Refresh evaluation and skill documentation

softpudding · softpudding · commit dafb26c5aff4 · 2026-03-31T08:54:06.000+08:00
diff --git a/README.md b/README.md
@@ -70,32 +70,36 @@ Model capability matters, but so does price. We do not assume token costs stay c
 
 ## Evaluation
 
-OpenBrowser is evaluated in two complementary ways:
+The primary evaluation signal in this repo is the latest checked-in report:
 
-- Real browser workflows and side-by-side comparisons against existing approaches
-- A custom regression suite of mocked websites with event tracking in [`eval/`](eval/)

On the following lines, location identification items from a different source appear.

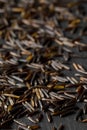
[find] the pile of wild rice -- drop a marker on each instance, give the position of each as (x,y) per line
(40,44)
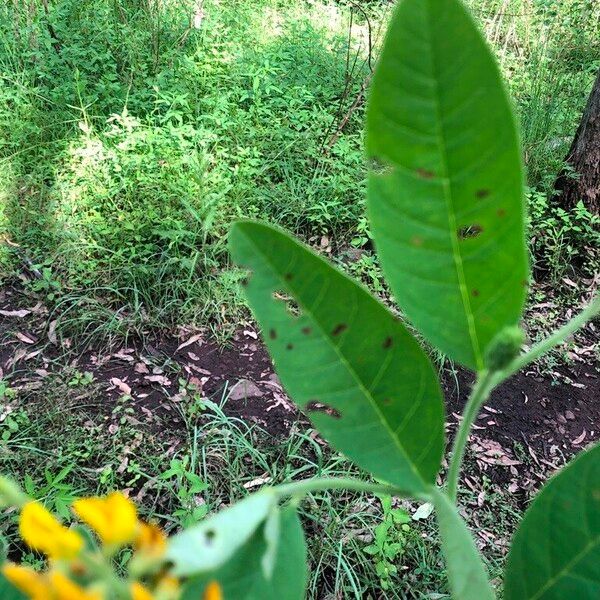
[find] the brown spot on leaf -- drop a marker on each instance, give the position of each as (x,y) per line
(425,174)
(339,329)
(469,232)
(315,406)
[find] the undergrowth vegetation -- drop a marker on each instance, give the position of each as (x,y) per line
(133,133)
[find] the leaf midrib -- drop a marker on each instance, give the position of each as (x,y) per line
(345,362)
(448,199)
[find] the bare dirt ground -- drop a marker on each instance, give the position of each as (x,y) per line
(532,424)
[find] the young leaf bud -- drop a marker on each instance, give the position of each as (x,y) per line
(504,348)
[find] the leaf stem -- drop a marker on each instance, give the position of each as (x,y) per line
(559,336)
(486,381)
(301,488)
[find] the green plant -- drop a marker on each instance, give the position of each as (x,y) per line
(447,214)
(446,204)
(388,541)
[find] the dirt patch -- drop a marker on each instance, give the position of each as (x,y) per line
(530,426)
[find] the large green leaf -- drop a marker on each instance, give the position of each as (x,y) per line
(344,358)
(555,554)
(244,578)
(213,542)
(446,193)
(468,579)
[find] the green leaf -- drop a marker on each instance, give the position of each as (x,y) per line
(8,591)
(446,199)
(243,577)
(344,358)
(467,575)
(555,554)
(210,544)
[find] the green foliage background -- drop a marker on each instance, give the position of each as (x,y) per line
(130,141)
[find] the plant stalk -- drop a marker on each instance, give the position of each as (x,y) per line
(488,380)
(301,488)
(485,383)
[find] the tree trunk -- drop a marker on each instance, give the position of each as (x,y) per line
(581,181)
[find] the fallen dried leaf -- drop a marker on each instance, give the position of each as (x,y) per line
(121,385)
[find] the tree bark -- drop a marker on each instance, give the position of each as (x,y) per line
(581,180)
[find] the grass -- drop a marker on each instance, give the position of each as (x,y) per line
(126,150)
(61,443)
(126,154)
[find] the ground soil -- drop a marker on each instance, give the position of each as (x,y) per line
(531,425)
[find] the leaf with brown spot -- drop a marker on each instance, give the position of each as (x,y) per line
(341,372)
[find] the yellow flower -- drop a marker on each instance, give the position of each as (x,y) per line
(113,518)
(43,532)
(28,581)
(213,591)
(62,588)
(151,540)
(46,586)
(139,592)
(168,587)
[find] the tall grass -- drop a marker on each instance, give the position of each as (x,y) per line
(133,132)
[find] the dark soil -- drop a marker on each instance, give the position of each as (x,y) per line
(530,426)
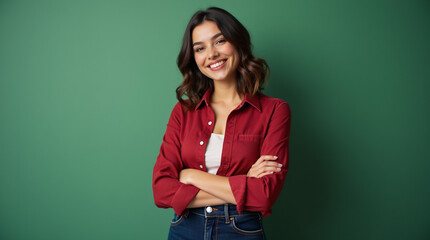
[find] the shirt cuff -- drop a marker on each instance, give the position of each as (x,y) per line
(183,197)
(238,187)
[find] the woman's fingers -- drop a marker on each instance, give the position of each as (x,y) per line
(265,165)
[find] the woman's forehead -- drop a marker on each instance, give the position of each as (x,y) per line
(205,31)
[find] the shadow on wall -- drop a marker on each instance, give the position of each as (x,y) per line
(304,199)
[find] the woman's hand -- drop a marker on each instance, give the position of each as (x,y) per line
(265,165)
(186,174)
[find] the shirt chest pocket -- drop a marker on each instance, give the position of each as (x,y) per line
(248,147)
(250,138)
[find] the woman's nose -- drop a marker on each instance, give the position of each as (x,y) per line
(212,53)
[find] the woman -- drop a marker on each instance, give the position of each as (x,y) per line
(224,156)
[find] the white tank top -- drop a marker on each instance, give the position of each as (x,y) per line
(213,153)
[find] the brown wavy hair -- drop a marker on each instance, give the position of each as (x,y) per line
(251,71)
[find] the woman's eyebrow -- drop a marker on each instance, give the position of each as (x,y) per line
(214,36)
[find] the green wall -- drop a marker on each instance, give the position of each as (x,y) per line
(86,88)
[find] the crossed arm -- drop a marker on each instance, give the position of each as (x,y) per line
(216,190)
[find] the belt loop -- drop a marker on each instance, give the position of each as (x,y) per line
(227,217)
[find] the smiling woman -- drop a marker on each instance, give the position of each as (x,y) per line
(224,156)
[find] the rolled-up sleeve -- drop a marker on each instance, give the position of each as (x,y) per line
(168,191)
(259,194)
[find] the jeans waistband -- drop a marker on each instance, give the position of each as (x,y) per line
(225,210)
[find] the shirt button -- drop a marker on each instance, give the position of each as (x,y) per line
(209,209)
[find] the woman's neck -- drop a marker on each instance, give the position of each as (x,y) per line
(226,92)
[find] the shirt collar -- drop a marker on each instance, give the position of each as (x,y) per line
(253,101)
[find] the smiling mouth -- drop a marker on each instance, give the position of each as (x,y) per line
(218,65)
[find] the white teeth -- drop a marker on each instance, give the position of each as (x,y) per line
(217,64)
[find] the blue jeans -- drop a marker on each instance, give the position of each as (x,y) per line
(217,222)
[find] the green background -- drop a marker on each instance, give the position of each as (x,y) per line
(86,89)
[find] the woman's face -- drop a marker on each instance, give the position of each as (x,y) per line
(216,57)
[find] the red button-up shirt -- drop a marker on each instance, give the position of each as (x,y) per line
(258,126)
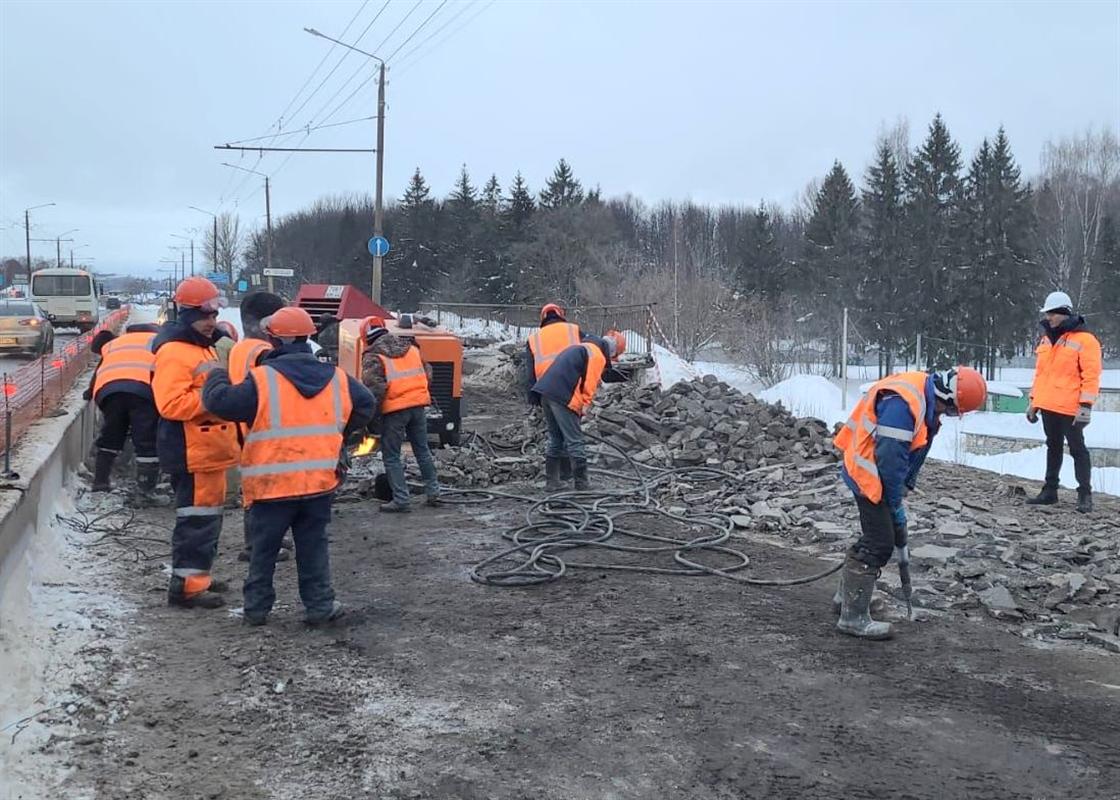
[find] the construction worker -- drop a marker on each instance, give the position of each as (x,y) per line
(298,412)
(195,447)
(885,443)
(397,377)
(554,335)
(566,391)
(121,388)
(1067,381)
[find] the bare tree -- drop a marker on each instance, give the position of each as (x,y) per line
(1081,178)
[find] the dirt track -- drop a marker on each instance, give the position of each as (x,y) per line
(598,686)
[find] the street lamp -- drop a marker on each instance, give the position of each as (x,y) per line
(268,216)
(27,228)
(378,214)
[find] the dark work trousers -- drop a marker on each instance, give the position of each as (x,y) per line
(566,436)
(199,500)
(408,425)
(123,414)
(1060,429)
(269,520)
(877,533)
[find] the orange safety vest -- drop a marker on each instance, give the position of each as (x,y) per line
(1067,373)
(406,382)
(547,343)
(127,357)
(294,444)
(584,392)
(244,355)
(857,438)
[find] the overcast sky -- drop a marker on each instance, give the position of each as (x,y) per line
(110,110)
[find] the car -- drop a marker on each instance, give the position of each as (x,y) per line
(25,328)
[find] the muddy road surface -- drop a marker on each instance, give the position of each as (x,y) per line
(600,685)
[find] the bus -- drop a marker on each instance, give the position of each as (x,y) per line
(67,296)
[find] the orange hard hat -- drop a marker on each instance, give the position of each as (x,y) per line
(231,331)
(289,323)
(618,342)
(962,387)
(552,308)
(198,292)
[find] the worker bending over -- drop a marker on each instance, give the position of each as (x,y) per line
(566,391)
(195,447)
(885,443)
(397,377)
(1067,381)
(298,412)
(121,388)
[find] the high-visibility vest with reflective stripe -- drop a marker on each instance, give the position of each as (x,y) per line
(584,392)
(858,435)
(294,444)
(127,357)
(406,382)
(243,357)
(549,342)
(1067,373)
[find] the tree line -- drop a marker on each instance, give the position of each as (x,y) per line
(926,241)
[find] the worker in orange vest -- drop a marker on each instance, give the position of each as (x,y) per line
(566,391)
(121,388)
(397,377)
(884,443)
(298,412)
(1067,382)
(195,446)
(554,335)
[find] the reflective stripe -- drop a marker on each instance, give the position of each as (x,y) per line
(899,434)
(289,467)
(199,511)
(864,464)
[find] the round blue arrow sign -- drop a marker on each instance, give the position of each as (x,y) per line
(378,245)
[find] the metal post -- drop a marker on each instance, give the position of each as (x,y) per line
(381,170)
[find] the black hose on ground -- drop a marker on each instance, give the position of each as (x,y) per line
(603,519)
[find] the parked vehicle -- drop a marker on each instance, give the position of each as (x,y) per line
(25,328)
(67,296)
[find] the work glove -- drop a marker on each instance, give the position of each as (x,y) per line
(1081,419)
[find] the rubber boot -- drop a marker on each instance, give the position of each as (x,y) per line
(552,481)
(579,474)
(177,596)
(102,467)
(858,585)
(1047,496)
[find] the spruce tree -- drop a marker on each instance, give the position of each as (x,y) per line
(562,191)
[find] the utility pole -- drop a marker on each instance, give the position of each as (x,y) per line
(378,216)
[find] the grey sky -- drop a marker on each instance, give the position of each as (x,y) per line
(110,110)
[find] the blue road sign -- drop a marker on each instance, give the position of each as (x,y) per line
(378,245)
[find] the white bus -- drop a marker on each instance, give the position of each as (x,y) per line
(67,296)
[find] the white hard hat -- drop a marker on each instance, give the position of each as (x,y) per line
(1056,300)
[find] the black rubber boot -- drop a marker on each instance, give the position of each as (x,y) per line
(552,482)
(1047,496)
(579,474)
(857,587)
(102,468)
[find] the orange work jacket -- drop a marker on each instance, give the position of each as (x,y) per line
(294,444)
(584,392)
(857,438)
(210,444)
(1067,372)
(406,382)
(549,342)
(127,357)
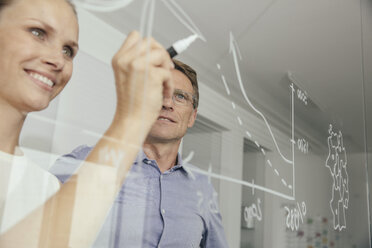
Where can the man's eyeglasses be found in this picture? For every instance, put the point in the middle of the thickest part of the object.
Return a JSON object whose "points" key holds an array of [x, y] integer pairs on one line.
{"points": [[182, 98]]}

+- [`eval/evaluation_report.json`](eval/evaluation_report.json)
 
-The main archived comparison in this repo keeps the same control setup and compares `OpenClaw Browser Relay` with `OpenClaw + OpenBrowser skill`:
+The test set is a series of local mock websites in [`eval/`](eval/) that simulate realistic browser tasks and record structured interaction events.
 
-- [`eval/archived/2026-03-16/browser_agent_evaluation_2026-03-16_openclaw_vs_openbrowser.md`](eval/archived/2026-03-16/browser_agent_evaluation_2026-03-16_openclaw_vs_openbrowser.md)
-- [`eval/evaluation_report.json`](eval/evaluation_report.json)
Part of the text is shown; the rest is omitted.